When we are ready for release we update CHANGES and versions, before tagging the master branch with the release vsn. This triggers build and test. Delivery needs to be signed off by an actual person with access to the delivery servers, this is done using Jenkins jobs.

We're in the process of moving from another way of doing this to Pipelines and Jenkinsfiles, we're not all the way there yet but it's getting closer!

We test for every NSO release that is supported, also we run new tests when there is a new NSO version released (even if nothing has changed for the function pack).

Before there is a NSO release we are also testing against NSO pre-release builds.

edit: Added information about testing against all types opf NSO releases.

amaged
Cisco Employee
Cisco Employee

Some transparency to the process is useful too, in the form of a dashboard / summary of status to understand that a particular release was tested, approved and deployed "days" prior to the end-customer having an issue.

Ahmed

We're tracking the current status on a big TV in our team area. The screen shows status of tests against master branches, tests against NSO pre-releases and how the jobs building and signing our own function packs have went.

Since many teams that are using the Funciton packs tweak the code and/or find problems in their use case, that we haven't thought of ourselves we (try to) encourage contributions.

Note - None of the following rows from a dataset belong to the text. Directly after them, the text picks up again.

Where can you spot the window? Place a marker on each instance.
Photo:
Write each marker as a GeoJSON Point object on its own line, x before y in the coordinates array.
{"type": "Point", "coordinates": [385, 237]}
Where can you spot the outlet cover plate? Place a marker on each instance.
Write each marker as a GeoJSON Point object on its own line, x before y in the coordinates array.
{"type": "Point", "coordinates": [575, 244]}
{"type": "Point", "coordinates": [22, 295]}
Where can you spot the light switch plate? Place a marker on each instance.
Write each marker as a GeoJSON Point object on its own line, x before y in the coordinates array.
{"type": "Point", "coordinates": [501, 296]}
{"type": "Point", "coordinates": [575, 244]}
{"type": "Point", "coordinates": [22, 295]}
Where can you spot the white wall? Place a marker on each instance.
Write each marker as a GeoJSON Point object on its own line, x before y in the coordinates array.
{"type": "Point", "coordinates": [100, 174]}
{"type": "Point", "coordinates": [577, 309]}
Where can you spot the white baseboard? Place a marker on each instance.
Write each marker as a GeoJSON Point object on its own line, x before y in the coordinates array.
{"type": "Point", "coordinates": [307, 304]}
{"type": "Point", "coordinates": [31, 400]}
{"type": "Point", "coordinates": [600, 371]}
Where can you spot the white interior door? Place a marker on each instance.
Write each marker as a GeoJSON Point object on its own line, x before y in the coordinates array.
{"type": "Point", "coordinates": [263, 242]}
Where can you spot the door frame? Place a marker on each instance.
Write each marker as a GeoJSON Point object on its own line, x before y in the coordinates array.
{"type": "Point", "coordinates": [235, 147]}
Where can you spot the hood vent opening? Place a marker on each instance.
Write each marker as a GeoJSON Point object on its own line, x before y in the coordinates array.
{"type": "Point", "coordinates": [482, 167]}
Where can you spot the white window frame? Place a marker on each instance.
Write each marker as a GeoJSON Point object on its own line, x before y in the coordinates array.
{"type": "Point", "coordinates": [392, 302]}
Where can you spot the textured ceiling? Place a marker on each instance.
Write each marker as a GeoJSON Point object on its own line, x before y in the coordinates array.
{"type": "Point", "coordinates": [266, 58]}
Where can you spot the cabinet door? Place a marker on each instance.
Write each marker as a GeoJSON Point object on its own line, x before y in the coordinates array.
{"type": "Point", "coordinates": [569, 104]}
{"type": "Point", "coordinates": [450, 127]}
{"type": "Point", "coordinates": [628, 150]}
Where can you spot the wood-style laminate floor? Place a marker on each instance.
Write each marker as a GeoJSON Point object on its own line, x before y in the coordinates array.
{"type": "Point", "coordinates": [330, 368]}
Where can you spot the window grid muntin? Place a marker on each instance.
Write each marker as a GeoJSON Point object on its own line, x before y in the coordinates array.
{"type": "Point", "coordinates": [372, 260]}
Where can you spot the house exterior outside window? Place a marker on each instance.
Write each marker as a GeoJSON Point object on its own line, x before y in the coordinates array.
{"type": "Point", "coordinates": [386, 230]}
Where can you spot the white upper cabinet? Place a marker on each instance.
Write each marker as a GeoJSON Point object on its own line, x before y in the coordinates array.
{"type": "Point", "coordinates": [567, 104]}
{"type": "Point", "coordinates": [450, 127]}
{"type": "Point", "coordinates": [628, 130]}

We do this through allowing pull requests from anyone with access to the tail-f repo, using guidelines listed on our team wiki (not sure if that is a good place) https://confluence.tail-f.com/display/TAILF/Contributing .

Also the Jenkins instance should be readable for everyone so you could check test results https://jenkins5-stg.lab.tail-f.com/

We try to release every two weeks, maybe we should use the NSO Field Portal more to announce when there's a new release?